PFAS chemicals have been frequently detected in the Sydney drinking water supply network since testing began in 2024. 11 PFAS chemicals have been detected in raw water by Sydney Water.
Prospect Water Filtration Plant (WFP) supplies over five million people in Sydney with drinking water. Five PFAS chemicals (PFOS, PFHxS, PFOA, PFBA and PFHxA) have been detected in Prospect Raw Water since June 2024. Average levels of PFOS (2024-25) are 0.633ng/L (7.9% of the ADWG). Average levels of PFBA, however, are over ten times higher at 7.167ng/L. PFBA dominates PFAS detections in the Sydney region with it appearing at higher levels during rainfall events. PFBA does not have a drinking water guideline in Australia.
October 2025 testing by Sydney Water at North Richmond WFP, which supplies 50,000 residents in Sydney’s western suburbs, saw PFOS at 5.1ng/L or 63% of the ADWG.
Researchers³ investigated PFAS levels in Sydney tap water in February 2024 and found 31 PFAS chemicals, including 21 additional PFAS chemicals compared to previous studies done in Australia. They also detected 3:3 FTCA for the first time in a water supply in the world and 6:2 diPAP for the first time in tap water. PFAS levels were also higher than what had been detected in raw water. The authors wrote: “that removal or addition of some PFAS is occurring from the water source after treatment but prior to our sampling at the tap…. When loose deposits are present in pipes, such as sediment, mineral buildup or rust, PFAS can accumulate on these deposits, and the subsequent release of these PFAS can change the profile of PFAS detected from the same drinking water source.”
Researchers⁴ testing drinking water in Gippsland, Australia have also recently detected 13 ‘new’ PFAS chemicals in drinking water samples for the first time anywhere in the world.
The Australian Government finally banned three PFAS chemicals (PFOS, PFHxS and PFOA) in July 2025, decades after they were first introduced.

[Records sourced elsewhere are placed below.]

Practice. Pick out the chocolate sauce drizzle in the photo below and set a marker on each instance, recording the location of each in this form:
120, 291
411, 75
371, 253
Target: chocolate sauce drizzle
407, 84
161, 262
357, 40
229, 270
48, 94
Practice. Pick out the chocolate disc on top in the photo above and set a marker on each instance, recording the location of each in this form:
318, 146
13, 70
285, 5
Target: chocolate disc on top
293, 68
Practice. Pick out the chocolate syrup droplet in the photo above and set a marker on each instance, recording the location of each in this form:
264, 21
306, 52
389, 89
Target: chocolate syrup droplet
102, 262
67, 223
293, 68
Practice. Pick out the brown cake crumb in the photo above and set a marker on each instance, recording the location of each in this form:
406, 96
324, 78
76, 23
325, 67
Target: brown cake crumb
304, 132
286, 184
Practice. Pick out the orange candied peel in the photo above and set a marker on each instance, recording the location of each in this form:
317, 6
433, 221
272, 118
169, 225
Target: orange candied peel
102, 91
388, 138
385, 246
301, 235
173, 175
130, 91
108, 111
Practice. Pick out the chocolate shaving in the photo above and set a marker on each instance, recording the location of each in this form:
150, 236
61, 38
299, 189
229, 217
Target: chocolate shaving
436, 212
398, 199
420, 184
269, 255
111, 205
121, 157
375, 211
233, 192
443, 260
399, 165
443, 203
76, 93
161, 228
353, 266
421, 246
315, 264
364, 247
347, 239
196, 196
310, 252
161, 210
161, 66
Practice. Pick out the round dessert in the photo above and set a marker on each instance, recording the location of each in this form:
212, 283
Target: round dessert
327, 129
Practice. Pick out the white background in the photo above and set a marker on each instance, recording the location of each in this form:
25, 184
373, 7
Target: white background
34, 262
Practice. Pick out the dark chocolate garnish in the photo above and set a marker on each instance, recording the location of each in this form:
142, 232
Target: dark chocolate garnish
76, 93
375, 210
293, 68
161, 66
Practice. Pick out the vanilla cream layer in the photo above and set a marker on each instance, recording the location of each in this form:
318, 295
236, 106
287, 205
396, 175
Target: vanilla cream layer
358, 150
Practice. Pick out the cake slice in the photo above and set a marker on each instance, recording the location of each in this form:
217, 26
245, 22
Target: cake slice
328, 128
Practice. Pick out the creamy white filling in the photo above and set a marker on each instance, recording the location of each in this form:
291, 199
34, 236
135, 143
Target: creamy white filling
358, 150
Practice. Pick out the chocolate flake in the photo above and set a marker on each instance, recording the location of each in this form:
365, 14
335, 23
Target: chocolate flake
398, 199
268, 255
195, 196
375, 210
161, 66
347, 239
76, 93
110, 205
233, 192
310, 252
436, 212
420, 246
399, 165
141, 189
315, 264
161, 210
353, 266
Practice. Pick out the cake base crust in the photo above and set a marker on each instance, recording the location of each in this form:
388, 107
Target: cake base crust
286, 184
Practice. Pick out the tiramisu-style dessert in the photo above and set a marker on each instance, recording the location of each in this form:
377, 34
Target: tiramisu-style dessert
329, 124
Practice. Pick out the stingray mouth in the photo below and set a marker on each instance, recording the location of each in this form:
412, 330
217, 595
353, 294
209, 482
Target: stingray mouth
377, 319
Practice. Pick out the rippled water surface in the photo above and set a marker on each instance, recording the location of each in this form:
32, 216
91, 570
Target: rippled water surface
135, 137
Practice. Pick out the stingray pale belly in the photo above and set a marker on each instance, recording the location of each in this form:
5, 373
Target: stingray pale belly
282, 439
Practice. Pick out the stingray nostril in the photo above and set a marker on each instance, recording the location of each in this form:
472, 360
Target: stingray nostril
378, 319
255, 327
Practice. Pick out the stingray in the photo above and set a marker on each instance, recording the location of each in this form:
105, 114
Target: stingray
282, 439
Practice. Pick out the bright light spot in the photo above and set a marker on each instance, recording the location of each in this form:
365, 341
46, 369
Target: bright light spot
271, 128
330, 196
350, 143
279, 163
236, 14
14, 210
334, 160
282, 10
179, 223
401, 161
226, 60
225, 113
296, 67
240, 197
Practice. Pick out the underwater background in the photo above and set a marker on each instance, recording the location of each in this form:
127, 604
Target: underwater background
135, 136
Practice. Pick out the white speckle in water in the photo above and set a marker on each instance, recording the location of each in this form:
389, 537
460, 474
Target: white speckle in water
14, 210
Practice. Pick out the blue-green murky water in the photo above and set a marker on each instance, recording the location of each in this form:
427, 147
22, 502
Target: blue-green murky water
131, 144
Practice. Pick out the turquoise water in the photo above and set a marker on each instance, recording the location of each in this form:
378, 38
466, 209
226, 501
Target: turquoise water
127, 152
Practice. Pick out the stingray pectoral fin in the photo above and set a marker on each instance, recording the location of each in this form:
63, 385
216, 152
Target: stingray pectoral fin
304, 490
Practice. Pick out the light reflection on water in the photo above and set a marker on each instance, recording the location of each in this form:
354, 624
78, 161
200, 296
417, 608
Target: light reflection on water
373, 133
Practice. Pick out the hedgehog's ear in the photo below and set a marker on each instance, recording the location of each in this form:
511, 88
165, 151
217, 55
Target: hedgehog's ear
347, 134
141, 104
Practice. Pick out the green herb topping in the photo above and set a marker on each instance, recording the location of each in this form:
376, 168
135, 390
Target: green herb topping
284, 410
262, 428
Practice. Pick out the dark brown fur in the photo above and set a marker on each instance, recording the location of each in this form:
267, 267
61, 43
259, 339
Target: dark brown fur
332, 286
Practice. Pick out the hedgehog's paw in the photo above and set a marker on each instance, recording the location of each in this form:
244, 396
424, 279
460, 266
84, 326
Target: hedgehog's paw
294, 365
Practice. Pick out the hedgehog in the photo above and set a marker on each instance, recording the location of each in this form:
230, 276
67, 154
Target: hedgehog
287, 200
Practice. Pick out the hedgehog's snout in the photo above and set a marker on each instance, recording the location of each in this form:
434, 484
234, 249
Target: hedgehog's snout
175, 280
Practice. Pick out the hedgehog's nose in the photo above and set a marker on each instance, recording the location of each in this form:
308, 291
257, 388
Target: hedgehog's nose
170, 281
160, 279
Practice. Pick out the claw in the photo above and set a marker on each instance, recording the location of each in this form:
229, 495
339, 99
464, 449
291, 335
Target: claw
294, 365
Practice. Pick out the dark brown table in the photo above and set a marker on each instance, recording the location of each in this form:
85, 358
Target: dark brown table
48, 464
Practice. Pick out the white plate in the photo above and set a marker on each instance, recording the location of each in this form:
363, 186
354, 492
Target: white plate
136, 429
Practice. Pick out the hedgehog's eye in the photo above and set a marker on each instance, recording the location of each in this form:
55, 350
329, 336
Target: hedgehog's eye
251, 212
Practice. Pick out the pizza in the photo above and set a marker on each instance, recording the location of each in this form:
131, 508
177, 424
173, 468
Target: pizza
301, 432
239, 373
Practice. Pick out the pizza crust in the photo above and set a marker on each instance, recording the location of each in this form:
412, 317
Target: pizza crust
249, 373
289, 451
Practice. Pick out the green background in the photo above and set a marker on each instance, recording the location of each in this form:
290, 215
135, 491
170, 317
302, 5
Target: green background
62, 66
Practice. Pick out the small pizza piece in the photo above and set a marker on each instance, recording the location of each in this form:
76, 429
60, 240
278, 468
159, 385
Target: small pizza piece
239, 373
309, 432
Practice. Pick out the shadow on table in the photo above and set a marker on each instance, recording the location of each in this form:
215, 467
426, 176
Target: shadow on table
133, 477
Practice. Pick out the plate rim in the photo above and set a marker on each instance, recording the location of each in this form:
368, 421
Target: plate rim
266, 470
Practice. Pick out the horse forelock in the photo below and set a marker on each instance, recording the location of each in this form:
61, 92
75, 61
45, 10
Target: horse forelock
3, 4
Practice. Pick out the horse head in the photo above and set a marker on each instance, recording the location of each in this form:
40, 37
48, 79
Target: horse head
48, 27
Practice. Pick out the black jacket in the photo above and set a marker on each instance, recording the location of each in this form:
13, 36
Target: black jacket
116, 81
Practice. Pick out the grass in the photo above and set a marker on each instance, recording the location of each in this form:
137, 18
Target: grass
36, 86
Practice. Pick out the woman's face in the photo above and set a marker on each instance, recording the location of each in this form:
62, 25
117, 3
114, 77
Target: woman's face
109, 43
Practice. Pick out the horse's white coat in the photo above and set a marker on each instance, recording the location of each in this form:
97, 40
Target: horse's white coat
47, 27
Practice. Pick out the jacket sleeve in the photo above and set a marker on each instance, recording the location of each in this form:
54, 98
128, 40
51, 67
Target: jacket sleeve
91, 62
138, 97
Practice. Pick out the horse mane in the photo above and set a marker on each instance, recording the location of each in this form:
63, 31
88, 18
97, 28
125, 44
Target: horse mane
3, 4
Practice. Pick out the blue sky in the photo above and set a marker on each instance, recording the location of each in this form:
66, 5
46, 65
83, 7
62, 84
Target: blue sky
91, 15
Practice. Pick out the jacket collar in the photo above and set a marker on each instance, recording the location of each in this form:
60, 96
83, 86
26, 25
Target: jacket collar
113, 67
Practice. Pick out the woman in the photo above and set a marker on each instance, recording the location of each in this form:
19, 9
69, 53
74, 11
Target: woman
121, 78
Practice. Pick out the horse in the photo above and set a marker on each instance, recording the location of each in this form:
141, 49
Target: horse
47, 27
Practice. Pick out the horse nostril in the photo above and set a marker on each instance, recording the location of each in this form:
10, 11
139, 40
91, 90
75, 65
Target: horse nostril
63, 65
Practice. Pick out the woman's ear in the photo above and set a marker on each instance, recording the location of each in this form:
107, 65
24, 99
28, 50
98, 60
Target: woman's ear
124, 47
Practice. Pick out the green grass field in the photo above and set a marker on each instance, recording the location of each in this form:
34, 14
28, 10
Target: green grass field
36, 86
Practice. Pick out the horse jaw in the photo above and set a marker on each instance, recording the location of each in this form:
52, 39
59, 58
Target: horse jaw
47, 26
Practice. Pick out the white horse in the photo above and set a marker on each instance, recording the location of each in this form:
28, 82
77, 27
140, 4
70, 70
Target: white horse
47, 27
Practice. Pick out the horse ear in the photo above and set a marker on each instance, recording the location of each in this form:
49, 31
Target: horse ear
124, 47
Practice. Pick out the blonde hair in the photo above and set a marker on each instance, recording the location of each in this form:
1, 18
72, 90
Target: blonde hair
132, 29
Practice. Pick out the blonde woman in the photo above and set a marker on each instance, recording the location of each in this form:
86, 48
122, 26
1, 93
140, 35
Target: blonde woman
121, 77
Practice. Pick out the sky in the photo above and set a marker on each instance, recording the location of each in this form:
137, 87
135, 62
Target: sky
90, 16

Their dangerous legacy will continue for decades to come.
References
- Thompson J, Eaglesham G, Mueller J. Concentrations of PFOS, PFOA and other perfluorinated alkyl acids in Australian drinking water. Chemosphere. 2011 May;83(10):1320-5. doi: 10.1016/j.chemosphere.2011.04.017. Epub 2011 Apr 30. PMID: 21531441
- Sara Ghorbani Gorji, María José Gómez Ramos, Pradeep Dewapriya, Bastian Schulze, Rachel Mackie, Thi Minh Hong Nguyen, Christopher P. Higgins, Karl Bowles, Jochen F. Mueller, Kevin V. Thomas, and Sarit L. Kaserzon, New PFASs Identified in AFFF Impacted Groundwater by Passive Sampling and Nontarget Analysis, Environmental Science & Technology 2024 58 (3), 1690-1699, DOI: 10.1021/acs.est.3c06591
- Lisa Hua, William A. Donald, Assessment of per- and polyfluoroalkyl substances in Sydney drinking water, Chemosphere, Volume 385, 2025, 144611, ISSN 0045-6535, https://doi.org/10.1016/j.chemosphere.2025.144611
- Premium ultra trace analytical method for part per quadrillion (ppq) PFAS Quantification in drinking water. Wejdan Alghamdi, Jordan M Partington, Ivanhoe KH Leung, Bradley O. Clarke.